• flow cytometry;
  • Mycobacterium tuberculosis;
  • injured;
  • live;
  • EMA


Flow cytometry (FCM) using propidium iodide (PI)/bis-oxonol (BOX) staining can distinguish live, dead, and sublethally injured Escherichia coli by detecting intact vs. nonintact membranes (PI) and membrane potential (BOX). However, live bacteria, especially Mycobacterium tuberculosis, are not likely to be successfully discriminated from injured bacterium by FCM when utilizing the live/dead staining agents currently on the market. As injured cell membranes have integrity like that of live cells and are regarded as such by FCM, the distinction between live and injured cells has depended on the culture method, where injured bacteria cannot grow in general.

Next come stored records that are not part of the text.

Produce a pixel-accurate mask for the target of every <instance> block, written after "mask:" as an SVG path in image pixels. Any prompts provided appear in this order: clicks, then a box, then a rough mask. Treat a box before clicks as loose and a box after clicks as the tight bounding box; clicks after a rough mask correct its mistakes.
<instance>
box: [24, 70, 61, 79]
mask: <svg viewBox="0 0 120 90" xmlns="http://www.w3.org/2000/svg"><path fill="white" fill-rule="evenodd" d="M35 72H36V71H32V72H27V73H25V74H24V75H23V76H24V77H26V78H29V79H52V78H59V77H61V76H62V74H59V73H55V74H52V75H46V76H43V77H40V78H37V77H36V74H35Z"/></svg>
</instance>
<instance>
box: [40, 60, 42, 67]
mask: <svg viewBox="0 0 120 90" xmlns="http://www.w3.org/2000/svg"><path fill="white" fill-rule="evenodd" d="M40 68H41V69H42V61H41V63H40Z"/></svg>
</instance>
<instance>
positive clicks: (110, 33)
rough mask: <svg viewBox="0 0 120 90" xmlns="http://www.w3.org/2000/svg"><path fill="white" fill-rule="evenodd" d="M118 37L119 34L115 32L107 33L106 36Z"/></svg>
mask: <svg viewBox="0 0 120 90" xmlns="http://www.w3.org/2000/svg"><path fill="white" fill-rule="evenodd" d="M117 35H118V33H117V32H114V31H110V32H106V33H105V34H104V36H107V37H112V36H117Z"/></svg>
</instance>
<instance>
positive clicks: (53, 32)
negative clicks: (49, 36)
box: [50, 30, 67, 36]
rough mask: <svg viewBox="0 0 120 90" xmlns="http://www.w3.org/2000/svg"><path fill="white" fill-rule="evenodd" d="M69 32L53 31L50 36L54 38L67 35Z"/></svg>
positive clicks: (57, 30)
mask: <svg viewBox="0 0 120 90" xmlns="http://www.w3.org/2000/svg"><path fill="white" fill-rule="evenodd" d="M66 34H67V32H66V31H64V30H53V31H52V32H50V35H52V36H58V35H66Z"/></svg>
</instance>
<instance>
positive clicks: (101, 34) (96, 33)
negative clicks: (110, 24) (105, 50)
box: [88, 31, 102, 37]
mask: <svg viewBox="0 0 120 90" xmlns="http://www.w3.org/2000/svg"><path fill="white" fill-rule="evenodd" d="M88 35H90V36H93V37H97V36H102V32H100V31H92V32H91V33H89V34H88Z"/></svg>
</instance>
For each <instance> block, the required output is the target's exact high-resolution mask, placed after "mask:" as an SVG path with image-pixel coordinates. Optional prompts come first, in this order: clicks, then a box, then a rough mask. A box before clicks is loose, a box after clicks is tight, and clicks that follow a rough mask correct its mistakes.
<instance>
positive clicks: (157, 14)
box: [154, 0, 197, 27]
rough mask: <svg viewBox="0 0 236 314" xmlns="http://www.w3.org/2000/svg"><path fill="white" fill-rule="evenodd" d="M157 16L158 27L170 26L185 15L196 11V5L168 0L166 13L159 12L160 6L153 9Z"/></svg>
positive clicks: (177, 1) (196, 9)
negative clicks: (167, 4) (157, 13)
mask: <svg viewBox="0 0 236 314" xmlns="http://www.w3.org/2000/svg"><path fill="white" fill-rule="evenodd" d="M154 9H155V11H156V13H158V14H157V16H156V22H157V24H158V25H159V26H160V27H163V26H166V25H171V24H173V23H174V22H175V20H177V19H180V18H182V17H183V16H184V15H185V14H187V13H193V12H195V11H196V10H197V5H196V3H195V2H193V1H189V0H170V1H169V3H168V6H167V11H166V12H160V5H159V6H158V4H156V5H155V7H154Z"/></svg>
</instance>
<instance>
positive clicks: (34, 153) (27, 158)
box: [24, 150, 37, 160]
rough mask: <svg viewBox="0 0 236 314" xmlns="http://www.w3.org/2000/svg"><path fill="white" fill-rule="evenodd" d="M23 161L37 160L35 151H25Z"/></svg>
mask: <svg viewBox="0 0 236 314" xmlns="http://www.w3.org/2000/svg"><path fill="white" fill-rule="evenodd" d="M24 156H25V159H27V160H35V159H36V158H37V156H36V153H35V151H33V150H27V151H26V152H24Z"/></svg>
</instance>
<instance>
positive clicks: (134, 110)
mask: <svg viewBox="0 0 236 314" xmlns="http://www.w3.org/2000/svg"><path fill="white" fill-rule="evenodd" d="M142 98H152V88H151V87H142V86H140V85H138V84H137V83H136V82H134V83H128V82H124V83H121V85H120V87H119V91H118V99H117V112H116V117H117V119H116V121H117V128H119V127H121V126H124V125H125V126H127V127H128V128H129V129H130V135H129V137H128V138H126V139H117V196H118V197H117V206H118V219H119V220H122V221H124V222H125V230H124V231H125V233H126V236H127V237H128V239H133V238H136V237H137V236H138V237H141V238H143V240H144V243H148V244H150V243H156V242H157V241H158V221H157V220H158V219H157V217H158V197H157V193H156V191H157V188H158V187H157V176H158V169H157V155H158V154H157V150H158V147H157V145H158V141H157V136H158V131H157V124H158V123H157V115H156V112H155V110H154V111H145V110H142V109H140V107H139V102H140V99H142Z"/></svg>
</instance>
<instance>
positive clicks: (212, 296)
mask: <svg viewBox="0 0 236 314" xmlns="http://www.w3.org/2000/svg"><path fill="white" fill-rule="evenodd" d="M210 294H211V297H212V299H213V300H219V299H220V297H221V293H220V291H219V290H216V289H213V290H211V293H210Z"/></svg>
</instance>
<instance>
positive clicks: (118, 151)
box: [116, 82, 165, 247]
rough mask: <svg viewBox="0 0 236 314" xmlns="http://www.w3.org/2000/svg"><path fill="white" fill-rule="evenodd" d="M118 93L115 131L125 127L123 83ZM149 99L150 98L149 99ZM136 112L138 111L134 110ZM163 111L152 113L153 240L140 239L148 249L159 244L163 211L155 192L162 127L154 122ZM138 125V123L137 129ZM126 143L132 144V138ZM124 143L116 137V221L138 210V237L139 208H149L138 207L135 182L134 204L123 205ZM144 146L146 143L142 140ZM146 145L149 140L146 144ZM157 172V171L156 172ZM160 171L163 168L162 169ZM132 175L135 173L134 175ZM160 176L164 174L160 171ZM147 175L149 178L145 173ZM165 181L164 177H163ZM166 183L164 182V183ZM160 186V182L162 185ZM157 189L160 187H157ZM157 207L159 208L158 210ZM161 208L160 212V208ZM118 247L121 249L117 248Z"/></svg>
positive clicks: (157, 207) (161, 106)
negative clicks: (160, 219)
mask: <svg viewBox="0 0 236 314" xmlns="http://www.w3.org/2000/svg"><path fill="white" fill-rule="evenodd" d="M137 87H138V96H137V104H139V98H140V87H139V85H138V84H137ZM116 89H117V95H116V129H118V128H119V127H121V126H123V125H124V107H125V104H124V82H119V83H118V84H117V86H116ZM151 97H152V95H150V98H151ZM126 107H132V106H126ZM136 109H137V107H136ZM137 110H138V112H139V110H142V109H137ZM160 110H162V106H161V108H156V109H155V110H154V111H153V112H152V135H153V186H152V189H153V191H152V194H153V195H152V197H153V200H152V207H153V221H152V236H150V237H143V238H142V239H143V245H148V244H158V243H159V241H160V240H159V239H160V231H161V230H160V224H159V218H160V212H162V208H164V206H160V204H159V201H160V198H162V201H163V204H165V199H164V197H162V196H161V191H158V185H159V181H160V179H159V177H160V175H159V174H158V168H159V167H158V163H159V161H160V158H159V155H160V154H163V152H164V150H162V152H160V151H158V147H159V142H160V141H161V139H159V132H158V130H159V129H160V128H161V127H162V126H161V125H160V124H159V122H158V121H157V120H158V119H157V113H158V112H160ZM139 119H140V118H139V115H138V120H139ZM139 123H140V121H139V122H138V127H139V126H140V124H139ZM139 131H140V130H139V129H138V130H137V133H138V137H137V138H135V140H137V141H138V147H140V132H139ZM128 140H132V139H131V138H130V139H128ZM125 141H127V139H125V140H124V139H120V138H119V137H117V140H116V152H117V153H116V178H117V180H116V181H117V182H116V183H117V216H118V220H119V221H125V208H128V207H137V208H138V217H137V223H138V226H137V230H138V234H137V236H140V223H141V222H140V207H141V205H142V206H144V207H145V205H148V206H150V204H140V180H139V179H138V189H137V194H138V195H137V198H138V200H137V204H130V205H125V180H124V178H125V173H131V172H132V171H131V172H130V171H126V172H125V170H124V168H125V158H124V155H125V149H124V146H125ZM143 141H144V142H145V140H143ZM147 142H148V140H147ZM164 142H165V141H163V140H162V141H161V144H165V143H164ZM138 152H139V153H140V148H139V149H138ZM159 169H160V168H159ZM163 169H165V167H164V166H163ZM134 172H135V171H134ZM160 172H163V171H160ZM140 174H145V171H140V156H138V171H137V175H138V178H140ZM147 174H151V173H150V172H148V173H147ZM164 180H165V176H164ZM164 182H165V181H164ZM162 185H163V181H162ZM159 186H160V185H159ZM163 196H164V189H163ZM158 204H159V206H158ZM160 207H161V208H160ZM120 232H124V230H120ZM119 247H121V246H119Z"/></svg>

We have previously shown that photoactivated ethidium monoazide (EMA) directly cleaves bacterial DNA both in vivo and in vitro. In this study, we found that the chromosomal DNA of antibiotic-injured, but not live, M. tuberculosis could be cleaved within 2 h by EMA, and that the resultant decrease in the spaces of DNA base pairs could greatly inhibit the intercalation of SYTO9 in FCM. The percentage value of SYTO9+/PI quadrant from antibiotic-injured M. tuberculosis after EMA treatment decreased by at least 80%, compared with that before EMA, but such a phenomenon did not take place in live cells. FCM (SYTO9/PI) following EMA treatment is a very rapid, simple, and effective method for discriminating live, antibiotic-injured, and dead M. tuberculosis without culture.